The whole nation appears to have been Christianized in an hour. But is this real? Is this sincere? Ah! we fear not. How is it that professors can live like other men? How is it that there is so little distinction between the church and the world? Or, that if there is any difference, you are frequently safer in dealing with an ungodly man than with one who is professedly righteous?

How is it that men who make high professions can live in worldly conformity, indulge in the same pleasures, live in the same style, act from the same motives, deal in the same manner as other do? Are not these days when the sons of God have made affinity with the sons of men? And may be not fear that something terrible may yet occur unless God shall send a voice, which shall say, "Come out of them, my people, lest ye be partakers of their plagues?"

Take our churches at large, there is no lack of names, but there is a lack of life. Else, how is it that our prayer-meetings are so badly attended?
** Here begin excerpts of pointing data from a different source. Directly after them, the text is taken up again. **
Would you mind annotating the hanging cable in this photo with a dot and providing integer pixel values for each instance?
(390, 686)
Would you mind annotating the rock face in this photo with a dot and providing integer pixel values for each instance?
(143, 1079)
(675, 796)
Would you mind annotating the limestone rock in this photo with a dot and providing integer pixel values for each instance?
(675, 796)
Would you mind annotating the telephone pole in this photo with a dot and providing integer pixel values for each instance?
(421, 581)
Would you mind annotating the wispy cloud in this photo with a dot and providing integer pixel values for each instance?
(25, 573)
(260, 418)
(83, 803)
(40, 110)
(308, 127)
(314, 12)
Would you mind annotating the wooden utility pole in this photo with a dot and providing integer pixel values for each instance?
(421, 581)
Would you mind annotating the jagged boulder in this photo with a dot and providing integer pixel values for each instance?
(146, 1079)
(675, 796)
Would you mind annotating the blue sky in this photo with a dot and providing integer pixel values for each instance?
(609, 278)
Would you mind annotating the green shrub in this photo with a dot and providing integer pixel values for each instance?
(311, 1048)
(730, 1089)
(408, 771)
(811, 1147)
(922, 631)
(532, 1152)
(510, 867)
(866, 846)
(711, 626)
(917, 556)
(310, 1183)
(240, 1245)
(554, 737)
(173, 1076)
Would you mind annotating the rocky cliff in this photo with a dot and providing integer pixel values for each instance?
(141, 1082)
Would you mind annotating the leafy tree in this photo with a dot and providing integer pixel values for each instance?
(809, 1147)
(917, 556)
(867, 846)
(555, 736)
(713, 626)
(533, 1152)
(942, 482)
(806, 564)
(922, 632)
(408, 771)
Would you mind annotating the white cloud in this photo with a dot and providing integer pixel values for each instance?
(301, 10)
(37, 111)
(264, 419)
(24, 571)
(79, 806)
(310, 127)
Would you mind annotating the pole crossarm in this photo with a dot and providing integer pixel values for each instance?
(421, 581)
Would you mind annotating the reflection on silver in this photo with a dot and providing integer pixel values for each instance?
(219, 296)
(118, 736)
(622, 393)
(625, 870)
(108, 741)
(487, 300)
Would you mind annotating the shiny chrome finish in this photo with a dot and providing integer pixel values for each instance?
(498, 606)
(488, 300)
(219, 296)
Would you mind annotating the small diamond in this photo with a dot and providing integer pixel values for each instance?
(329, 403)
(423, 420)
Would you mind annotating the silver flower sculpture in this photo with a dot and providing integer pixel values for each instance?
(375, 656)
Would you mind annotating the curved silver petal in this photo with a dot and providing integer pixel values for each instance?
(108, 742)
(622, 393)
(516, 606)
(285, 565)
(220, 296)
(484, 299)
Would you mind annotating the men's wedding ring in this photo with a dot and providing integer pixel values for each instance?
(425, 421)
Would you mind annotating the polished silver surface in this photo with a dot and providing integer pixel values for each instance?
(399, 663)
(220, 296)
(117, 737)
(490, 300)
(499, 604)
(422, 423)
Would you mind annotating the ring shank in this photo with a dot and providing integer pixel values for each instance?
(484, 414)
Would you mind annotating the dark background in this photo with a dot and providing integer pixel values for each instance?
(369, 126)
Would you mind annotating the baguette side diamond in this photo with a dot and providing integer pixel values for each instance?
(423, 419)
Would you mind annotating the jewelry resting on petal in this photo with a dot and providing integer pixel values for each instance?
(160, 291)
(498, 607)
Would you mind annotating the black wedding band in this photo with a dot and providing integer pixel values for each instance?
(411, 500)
Where is the zeal or the energy shown by the apostles? Where is the Spirit of the living God? Is he not departed? Might not Ichabod be written on the walls of many a sanctuary? They have a name to live, but are dead. They have their piety? Where is sincere religion? Where is practical godliness? Where is firm, decisive, puritanical piety? Thank God, there are a few names even in Sardis which have not defiled their garments; but charity itself will not allow us to say that the church generally possesses the Spirit of God.

Then the next charge was, that there was a want of zeal throughout the church of Sardis. He says, Be watchful. He looked on the church and saw the bishops slumbering, the elders slumbering, and the people slumbering; they were not, as once they were, watchful for the faith, striving together and earnestly contending for it, not wrestling against the enemy of souls, labouring to spread their Master's kingdom, but the apostle saw sleepiness, coldness, lethargy; therefore he said, Be watchful.

Oh! John, if from thy grave thou couldst start up, and see the church as thou didst at Sardis, having thine eyes anointed by the Spirit, thou wouldst say it is even so now. Ah! we have abundance of cold, calculating Christians, multitudes of professors; but where are the zealous ones? where are the leaders of the children of God? where are your heroes who stand in the day of battle? Where are your men who "count not their lives dear unto them," that they might win Christ, and be found in him? where are those who have an impassioned love for souls?

How many of our pulpits are filled by earnest, enthusiastic preachers? Alas! look, at the church. She has builded herself fine palaces, imitating popery; she hath girded herself with vestments; she has gone astray from her simplicity; but she has lost the fire and the life which she once had.

We go into our chapels now, and we see everything in good taste: we hear the organ play; the psalmody is in keeping with the most correct ear; the gown and the noble vestments are there, and everything is grand and goodly, and we think that God is honored. Oh for the days when Whitfields would preach on tubs once more, when their pulpits should be on Kennington Common, and their roofs the ceiling of God's sky. Oh for the time when we might preach in barns again, or in catacombs either, if we might but have the life of God that once they had in such places.

What is the use of garnishing the shell when you have lost the kernel. Go and whitewash, for the life is gone. Garnish the outside of your cups and platters; but ye have lost the pure word of God. Ye have it not for a piece of bread; they flinch to speak the whole truth, or if they seem to speak it, it is with cold, meaningless, passionless words, as if it were nothing whether souls were damned or saved, whether heaven were filled or heaven depopulated, or whether Christ should see of the travail of his would and be satisfied.

Do I speak fierce things? I can say as Irving once did, I might deserve to be broken on the wheel if I did not believe what I say to be the truth; for the utterance of such things I might deserve the stake; but God is my witness, I have endeavoured to judge and to speak impartially. With all that universal cant of charity now so prevalent I am at arm's length; I care not for it. Let us speak of things as we find them.